Palliative Care App RELIEF to be Implemented in Healthcare Settings Across Canada

Woman touching the forehead of an older adult man

This story also appears in our 2020-2021 Annual Report.


The growing number of older adults in Canada means more people are living longer with chronic conditions that can reduce their quality of life as they enter the palliative stages of care. To get the care they require, many palliative patients are forced to wait four to six weeks for a physician assessment.

The demands on our healthcare system have more than doubled since the start of the pandemic, undoubtedly making these wait times even longer. Palliative patients with unbearable symptoms often turn to emergency rooms for help. However, this means they are often forced to endure crowded wait rooms and unnecessary diagnostic testing.

“Not only did CABHI provide the initial Spark grant, but they came through with a second grant to support an extension of the pilot study.”

Researchers from Humber River Hospital, William Osler Health System, and the Bruyere Research Institute have created a solution to address the growing demand for palliative care, called the Remote Self-monitoring of Symptoms by Palliative Patients (RELIEF) app. The app can be accessed online or on any mobile device so that patients can self-report their symptoms on a regular basis (daily, every other day, or weekly) from their homes.

Care teams monitoring the app can provide immediate virtual or in-person support as needed.

The research team, led by palliative care physician Dr. Martin Chasen, developed the app alongside digital healthtech company uCarenet Technologies, with support from CABHI’s Spark program. The Spark program provides support to point-of-care staff to test and validate their early-stage aging and brain health solutions.
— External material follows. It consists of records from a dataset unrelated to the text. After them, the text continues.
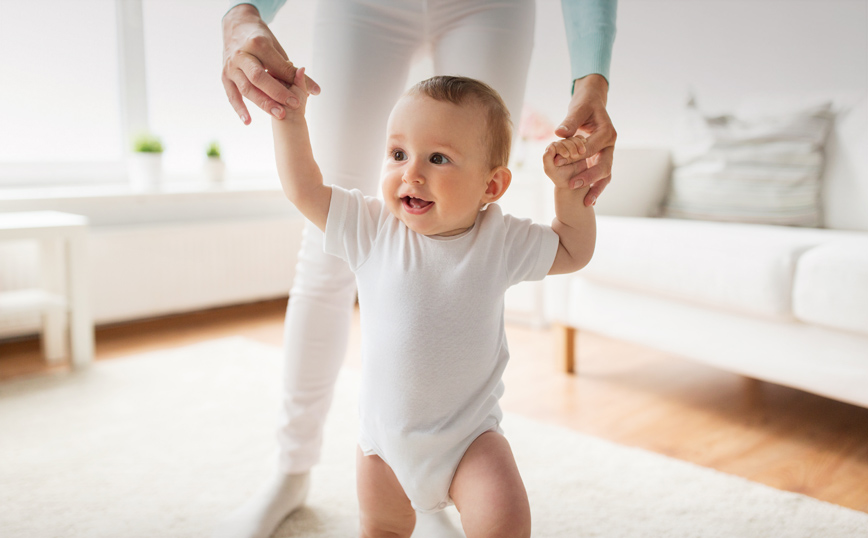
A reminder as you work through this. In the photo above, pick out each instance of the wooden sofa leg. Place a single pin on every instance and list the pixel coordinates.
(568, 348)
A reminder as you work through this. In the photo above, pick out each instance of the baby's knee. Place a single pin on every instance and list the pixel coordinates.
(372, 527)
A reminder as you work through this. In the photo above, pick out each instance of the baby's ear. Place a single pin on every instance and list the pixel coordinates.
(498, 181)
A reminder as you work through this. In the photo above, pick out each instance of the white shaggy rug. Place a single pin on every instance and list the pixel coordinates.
(165, 444)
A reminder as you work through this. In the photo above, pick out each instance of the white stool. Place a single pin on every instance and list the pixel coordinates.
(63, 291)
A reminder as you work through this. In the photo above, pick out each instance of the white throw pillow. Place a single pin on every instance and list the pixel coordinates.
(762, 169)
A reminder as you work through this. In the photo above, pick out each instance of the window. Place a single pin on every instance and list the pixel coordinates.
(59, 113)
(85, 71)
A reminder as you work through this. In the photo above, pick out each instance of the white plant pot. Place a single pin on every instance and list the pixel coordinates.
(215, 171)
(146, 171)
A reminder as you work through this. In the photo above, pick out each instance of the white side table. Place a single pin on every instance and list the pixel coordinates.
(63, 293)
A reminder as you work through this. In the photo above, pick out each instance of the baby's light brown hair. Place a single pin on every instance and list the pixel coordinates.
(463, 90)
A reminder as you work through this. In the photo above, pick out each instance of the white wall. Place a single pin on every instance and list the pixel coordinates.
(725, 50)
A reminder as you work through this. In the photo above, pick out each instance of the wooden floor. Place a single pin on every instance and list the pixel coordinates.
(628, 394)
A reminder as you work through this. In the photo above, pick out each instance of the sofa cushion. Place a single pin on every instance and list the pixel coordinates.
(756, 169)
(831, 286)
(743, 268)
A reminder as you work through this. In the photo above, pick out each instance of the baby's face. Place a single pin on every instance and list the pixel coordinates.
(436, 170)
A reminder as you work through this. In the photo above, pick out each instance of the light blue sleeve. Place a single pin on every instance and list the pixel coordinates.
(267, 8)
(590, 26)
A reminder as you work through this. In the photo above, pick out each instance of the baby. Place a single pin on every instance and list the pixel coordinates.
(432, 260)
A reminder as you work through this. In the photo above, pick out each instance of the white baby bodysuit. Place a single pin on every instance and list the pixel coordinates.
(433, 340)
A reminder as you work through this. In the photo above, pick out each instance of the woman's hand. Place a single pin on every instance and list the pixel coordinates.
(587, 115)
(563, 162)
(254, 63)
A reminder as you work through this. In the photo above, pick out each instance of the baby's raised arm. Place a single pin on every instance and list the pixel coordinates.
(574, 222)
(299, 174)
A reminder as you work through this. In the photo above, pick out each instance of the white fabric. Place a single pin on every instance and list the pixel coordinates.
(831, 286)
(738, 267)
(362, 53)
(845, 179)
(433, 340)
(763, 169)
(640, 177)
(824, 361)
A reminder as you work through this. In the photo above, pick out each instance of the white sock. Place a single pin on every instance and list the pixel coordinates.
(435, 525)
(267, 508)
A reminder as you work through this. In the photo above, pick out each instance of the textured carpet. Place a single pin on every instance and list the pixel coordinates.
(164, 444)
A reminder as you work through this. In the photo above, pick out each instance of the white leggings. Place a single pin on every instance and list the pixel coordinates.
(362, 53)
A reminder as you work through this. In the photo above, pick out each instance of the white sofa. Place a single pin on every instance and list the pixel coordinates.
(782, 304)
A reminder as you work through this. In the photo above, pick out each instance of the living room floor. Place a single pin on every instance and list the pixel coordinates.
(628, 394)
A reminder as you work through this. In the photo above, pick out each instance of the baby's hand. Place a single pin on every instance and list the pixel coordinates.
(563, 160)
(299, 88)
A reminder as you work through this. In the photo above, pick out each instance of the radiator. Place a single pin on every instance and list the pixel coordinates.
(152, 270)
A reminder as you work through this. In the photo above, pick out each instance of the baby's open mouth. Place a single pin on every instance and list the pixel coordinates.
(415, 205)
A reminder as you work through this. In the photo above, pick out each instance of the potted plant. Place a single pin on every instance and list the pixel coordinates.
(146, 163)
(215, 168)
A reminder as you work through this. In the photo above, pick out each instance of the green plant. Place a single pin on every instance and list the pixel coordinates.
(213, 149)
(147, 143)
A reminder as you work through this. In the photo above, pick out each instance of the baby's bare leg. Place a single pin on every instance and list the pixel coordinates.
(385, 508)
(488, 491)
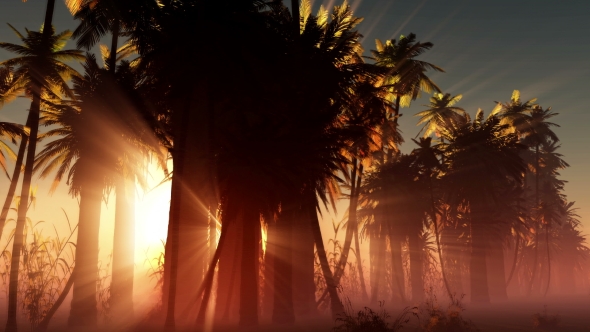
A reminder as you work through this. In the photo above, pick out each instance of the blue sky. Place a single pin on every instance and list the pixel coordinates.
(487, 49)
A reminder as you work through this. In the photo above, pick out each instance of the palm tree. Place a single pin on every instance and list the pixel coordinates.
(407, 75)
(81, 156)
(481, 147)
(429, 165)
(11, 131)
(440, 113)
(40, 66)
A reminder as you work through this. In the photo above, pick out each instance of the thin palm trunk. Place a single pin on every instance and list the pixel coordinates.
(207, 284)
(437, 236)
(15, 176)
(249, 276)
(11, 324)
(548, 260)
(283, 310)
(515, 260)
(359, 265)
(536, 256)
(335, 303)
(83, 312)
(351, 224)
(42, 327)
(123, 249)
(416, 266)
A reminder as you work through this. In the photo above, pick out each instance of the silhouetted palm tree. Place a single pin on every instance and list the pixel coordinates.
(440, 113)
(40, 66)
(407, 75)
(482, 147)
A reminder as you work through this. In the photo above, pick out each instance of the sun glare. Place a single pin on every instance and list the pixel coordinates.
(151, 213)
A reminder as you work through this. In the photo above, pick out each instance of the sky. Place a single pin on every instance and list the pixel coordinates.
(487, 49)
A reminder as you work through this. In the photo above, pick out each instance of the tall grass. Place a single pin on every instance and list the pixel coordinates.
(47, 264)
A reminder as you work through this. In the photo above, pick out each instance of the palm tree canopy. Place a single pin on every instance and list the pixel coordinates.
(407, 75)
(440, 113)
(40, 65)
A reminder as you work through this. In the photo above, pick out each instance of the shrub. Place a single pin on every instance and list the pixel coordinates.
(451, 320)
(544, 321)
(367, 320)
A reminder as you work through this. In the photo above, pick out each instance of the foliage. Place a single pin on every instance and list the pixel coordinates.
(367, 320)
(47, 264)
(436, 319)
(545, 321)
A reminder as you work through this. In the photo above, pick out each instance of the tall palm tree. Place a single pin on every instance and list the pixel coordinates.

Initial results from the pilot study showed that the app has significant potential to reduce the wait-time for physician assessments and the need for emergency room visits. Out of the 60 study participants who required support, five were referred to a palliative clinic for urgent care and one received urgent care in their home. The app also saved the healthcare system an estimated $62,000 during the two-month study period.

“Not only did CABHI provide the initial Spark grant, but they came through with a second grant to support an extension of the pilot study,” says Dr. Chasen.

In addition to CABHI’s support, the research team has been awarded $1.4M CAD in funding from Health Canada to expand the system to healthcare settings across Canada, with a focus on serving diverse populations, including rural, Indigenous, and remote communities.

“The goal is to obtain additional data to help validate the pilot study conclusions and the financial projections, and to confirm the patient satisfaction levels through interviews,” explains Dr. Chasen. “The larger study also provides an opportunity to reach other patient populations that might benefit from the RELIEF app.”

With the RELIEF app, patients are given the peace of mind of knowing they are constantly being monitored for worsening symptoms, which may make them less inclined to go to the emergency room for care. Health teams monitoring the app are better equipped to give appropriate care to their most critical patients. With CABHI’s contributions, and with funding from Health Canada, the RELIEF app is poised to provide palliative care patients and their families with comfort and support when they need it the most.